La Campania ha resistito bene al micidiale Coronavirus, secondo te merito anche della linea dura dell’intransigente presidente della Regione Vincenzo De Luca, al quale peraltro è stato inviato il tuo video?
Sinceramente la guida del Presidente De Luca è stata fondamentale! Io credo che la sua mano dura sia stata importantissima. Siamo un popolo che ama la libertà, se non avessimo avuto delle leggi dure, non credo avremmo saputo fare da soli. Ammetto però che tutti noi abbiamo contribuito grandemente con il senso di responsabilità.

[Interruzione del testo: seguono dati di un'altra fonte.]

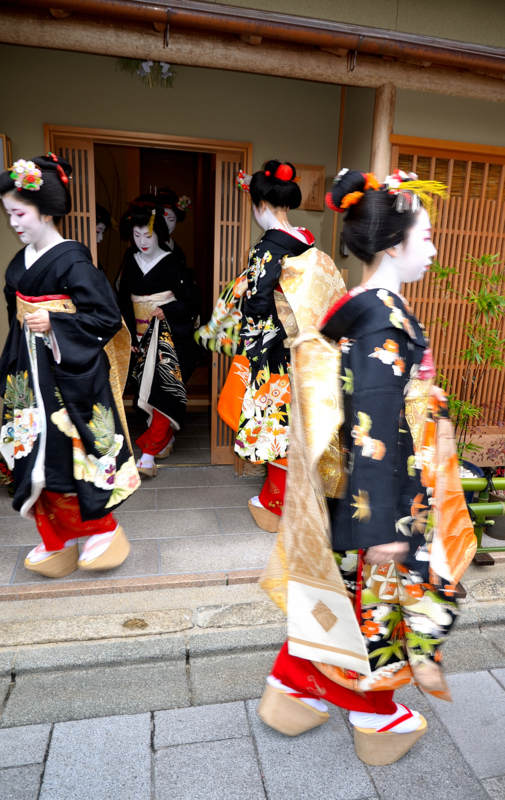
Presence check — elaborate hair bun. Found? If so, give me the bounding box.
[0,153,72,222]
[326,169,367,211]
[249,159,302,208]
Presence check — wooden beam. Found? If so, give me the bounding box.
[370,83,396,183]
[0,9,505,103]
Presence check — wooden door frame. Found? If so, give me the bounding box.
[44,124,253,463]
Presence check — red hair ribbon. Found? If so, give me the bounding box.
[47,153,68,186]
[274,164,294,181]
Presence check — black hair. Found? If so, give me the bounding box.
[249,161,302,208]
[330,170,418,264]
[156,186,186,222]
[96,203,111,230]
[119,194,170,250]
[0,153,72,224]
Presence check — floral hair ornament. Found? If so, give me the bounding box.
[10,158,44,192]
[384,169,448,221]
[176,194,191,211]
[235,169,252,192]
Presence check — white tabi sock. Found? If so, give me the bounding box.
[79,528,117,562]
[251,495,265,508]
[349,703,421,733]
[267,675,328,712]
[137,453,154,469]
[26,539,77,564]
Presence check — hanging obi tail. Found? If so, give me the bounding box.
[131,292,186,431]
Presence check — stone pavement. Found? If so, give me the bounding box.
[0,669,505,800]
[0,413,274,594]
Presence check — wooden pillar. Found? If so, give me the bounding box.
[370,83,396,181]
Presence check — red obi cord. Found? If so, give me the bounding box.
[136,409,174,456]
[272,642,396,714]
[259,464,288,517]
[34,489,117,550]
[16,292,72,303]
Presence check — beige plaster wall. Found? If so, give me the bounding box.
[0,45,340,344]
[219,0,505,47]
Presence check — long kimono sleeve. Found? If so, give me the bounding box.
[240,242,286,361]
[342,328,414,547]
[49,259,122,372]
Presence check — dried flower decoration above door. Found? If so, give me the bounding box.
[116,58,175,89]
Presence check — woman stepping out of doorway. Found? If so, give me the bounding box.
[119,195,201,477]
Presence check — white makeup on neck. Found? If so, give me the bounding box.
[133,225,164,262]
[163,206,177,236]
[2,192,63,252]
[360,208,437,294]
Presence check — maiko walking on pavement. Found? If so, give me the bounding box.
[259,170,475,765]
[0,153,140,578]
[198,156,345,532]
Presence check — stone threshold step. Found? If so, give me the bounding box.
[0,569,263,602]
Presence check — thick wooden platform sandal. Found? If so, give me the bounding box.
[258,683,330,736]
[353,706,428,767]
[77,525,131,571]
[25,544,79,578]
[248,500,281,533]
[137,456,159,478]
[157,437,175,460]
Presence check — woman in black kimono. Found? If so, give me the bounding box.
[259,170,475,765]
[118,196,201,477]
[0,153,140,577]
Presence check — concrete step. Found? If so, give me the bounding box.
[0,584,505,728]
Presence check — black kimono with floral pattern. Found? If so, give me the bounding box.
[235,228,314,463]
[321,287,457,691]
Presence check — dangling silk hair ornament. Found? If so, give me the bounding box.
[235,169,252,192]
[47,153,68,186]
[147,208,156,236]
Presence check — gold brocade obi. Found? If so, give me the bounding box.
[16,292,76,327]
[131,292,175,339]
[274,247,346,347]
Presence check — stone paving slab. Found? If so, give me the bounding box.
[160,532,275,575]
[40,714,151,800]
[247,700,376,800]
[154,738,265,800]
[428,672,505,780]
[482,775,505,800]
[0,661,190,728]
[0,764,44,800]
[154,702,250,750]
[0,725,51,768]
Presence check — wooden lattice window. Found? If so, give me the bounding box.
[391,135,505,425]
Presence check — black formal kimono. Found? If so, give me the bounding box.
[0,241,140,521]
[235,228,314,463]
[118,243,201,430]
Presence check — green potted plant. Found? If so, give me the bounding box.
[428,253,505,466]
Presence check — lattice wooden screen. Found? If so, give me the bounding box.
[392,136,505,425]
[53,136,98,265]
[211,153,250,464]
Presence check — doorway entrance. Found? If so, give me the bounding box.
[44,125,252,464]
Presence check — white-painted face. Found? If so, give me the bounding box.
[163,206,177,236]
[2,192,53,246]
[395,208,437,283]
[96,222,107,244]
[133,225,158,261]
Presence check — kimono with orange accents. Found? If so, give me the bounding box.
[262,287,476,713]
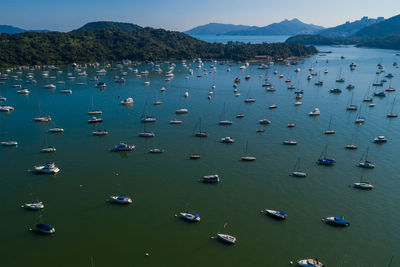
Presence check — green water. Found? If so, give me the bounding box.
[0,47,400,266]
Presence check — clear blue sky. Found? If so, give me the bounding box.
[0,0,400,31]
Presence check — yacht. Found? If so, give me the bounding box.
[110,196,132,204]
[49,128,64,133]
[121,97,133,106]
[323,216,350,226]
[180,212,200,222]
[175,108,189,114]
[92,130,108,136]
[33,116,51,122]
[36,223,56,234]
[88,117,103,123]
[265,209,287,220]
[203,174,220,183]
[40,146,57,153]
[114,141,135,152]
[297,259,325,267]
[221,136,235,144]
[17,89,31,95]
[217,234,236,244]
[308,108,321,116]
[374,135,387,144]
[34,162,60,174]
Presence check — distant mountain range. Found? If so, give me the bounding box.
[185,19,324,35]
[317,17,384,38]
[286,15,400,49]
[0,25,49,33]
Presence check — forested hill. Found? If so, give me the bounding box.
[0,22,317,66]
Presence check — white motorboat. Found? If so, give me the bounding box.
[34,162,60,174]
[217,234,236,244]
[22,202,44,210]
[33,115,51,122]
[49,128,64,133]
[114,141,135,152]
[110,196,132,204]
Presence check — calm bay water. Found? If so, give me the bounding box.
[192,34,290,44]
[0,47,400,266]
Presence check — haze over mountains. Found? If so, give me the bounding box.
[185,19,324,35]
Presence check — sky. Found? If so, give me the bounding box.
[0,0,400,31]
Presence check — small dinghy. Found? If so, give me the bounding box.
[33,162,60,174]
[114,141,135,152]
[217,234,236,244]
[40,146,57,153]
[323,216,350,227]
[88,117,103,123]
[265,209,288,220]
[92,130,108,136]
[221,136,235,144]
[22,202,44,210]
[203,174,220,183]
[180,212,200,222]
[110,196,132,204]
[36,223,56,234]
[297,259,325,267]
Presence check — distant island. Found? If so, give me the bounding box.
[286,15,400,49]
[185,19,324,35]
[0,25,49,33]
[0,21,318,67]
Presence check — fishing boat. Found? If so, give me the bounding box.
[324,115,335,134]
[92,130,108,136]
[110,196,132,204]
[88,117,103,123]
[297,259,325,267]
[40,146,57,153]
[240,141,256,161]
[264,209,288,220]
[290,158,307,178]
[374,135,387,144]
[317,145,336,166]
[49,127,64,133]
[203,174,220,183]
[180,212,200,222]
[33,115,51,122]
[358,147,375,169]
[221,136,235,144]
[217,234,236,244]
[114,141,135,152]
[308,108,321,117]
[36,223,56,234]
[22,202,44,210]
[121,97,133,106]
[33,162,60,174]
[323,216,350,227]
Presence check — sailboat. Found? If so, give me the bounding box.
[317,145,336,166]
[194,118,208,137]
[344,134,357,149]
[241,141,256,161]
[325,115,335,134]
[386,98,398,118]
[290,158,307,177]
[219,103,232,125]
[358,147,375,169]
[346,92,357,111]
[353,172,374,190]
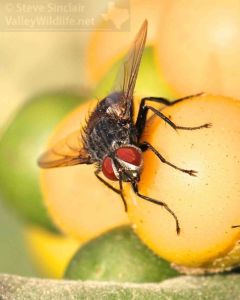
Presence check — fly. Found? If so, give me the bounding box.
[38,20,211,234]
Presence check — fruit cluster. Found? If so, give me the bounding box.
[0,0,240,281]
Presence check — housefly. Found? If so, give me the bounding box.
[38,20,210,234]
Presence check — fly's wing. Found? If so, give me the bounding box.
[113,20,148,118]
[121,20,148,101]
[38,130,91,169]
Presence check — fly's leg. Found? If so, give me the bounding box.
[136,101,212,138]
[94,169,127,212]
[94,169,121,195]
[132,183,180,234]
[140,142,197,176]
[140,93,204,107]
[119,178,128,212]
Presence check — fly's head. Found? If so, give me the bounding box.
[102,145,143,182]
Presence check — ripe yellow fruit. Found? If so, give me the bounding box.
[24,226,80,278]
[126,95,240,271]
[40,101,128,241]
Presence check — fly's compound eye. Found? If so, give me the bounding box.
[116,147,142,167]
[102,156,118,181]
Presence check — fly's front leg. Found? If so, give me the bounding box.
[140,93,204,108]
[94,169,121,195]
[132,183,180,234]
[140,142,197,176]
[119,178,128,212]
[94,169,127,212]
[136,105,212,138]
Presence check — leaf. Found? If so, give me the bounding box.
[0,274,240,300]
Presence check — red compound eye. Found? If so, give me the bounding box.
[116,147,142,166]
[102,156,118,180]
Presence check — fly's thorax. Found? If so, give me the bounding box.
[102,145,143,182]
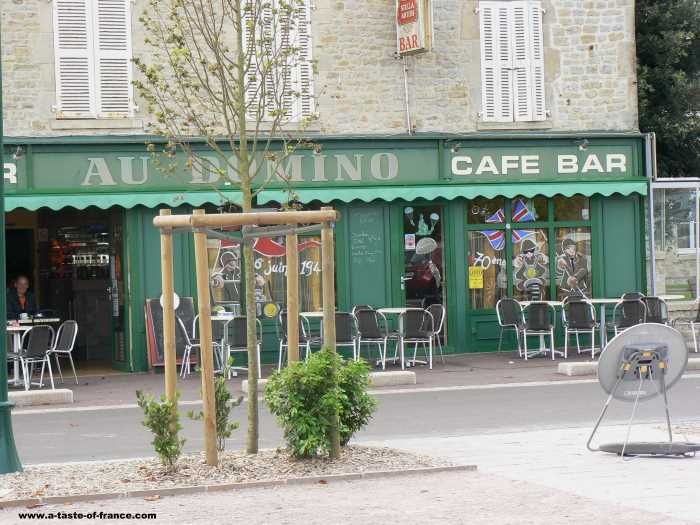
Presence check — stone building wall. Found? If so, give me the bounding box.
[0,0,637,136]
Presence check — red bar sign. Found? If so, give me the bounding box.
[397,0,418,25]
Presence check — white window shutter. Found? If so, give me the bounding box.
[53,0,96,118]
[93,0,134,118]
[291,1,315,121]
[479,2,513,122]
[241,0,261,118]
[511,2,534,122]
[528,2,547,120]
[242,0,314,121]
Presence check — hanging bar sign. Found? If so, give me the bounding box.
[396,0,433,55]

I giornalisti, commentando il tuo trionfo al contest, hanno subito messo in relazione la tua vittoria, vedendo che sei di Gragnano, con la famosa pasta di Gragnano, dato che la pasta, simbolo italiano nel mondo, non è solo un piatto appetitoso ma è anche un ingrediente primario per la salute, anche quella cerebrale. Infatti, la pasta è il carboidrato più importante della dieta mediterranea e protegge, secondo gli studi, dall’invecchiamento del cervello. Tu ritieni di dovere la tua giovinezza mentale e vitalità anche ad una sana e corretta alimentazione?
Certo. L’alimentazione sana fa bene al corpo e alla mente. Amo lo sport, la dieta mediterranea e la buona cucina.
Ci vuoi raccontare qualcosa di te e della tua vita?
Sono un infermiere che ha dedicato 43 anni di lavoro per aiutare le persone. Ho sempre fatto tanto volontariato e ho lavorato pensando sempre che quella mia scelta era una missione. Ci sono stati tanti momenti belli e tristi, ma il Signore mi ha sempre guidato e illuminato. In contemporanea suonavo e cantavo, perché la musica mi aiutava a superare le giornate difficili. Oggi sono un nonno in pensione, nonno di 5 nipoti meravigliosi, e la più piccola Patrizia di 2 anni è la principessa. Sono loro la mia energia di tutti i giorni e il mio dono più bello. Per questo sono soddisfatto e sereno ringrazio tutta la mia famiglia perché siamo sempre uniti e forti. Ringrazio infine la giuria del concorso “io resto a casa perché” che con profonda sensibilità ha saputo di leggere le note musicali del mio cuore!
Complimenti a Ciro Donnarumma per la sua grande umanità!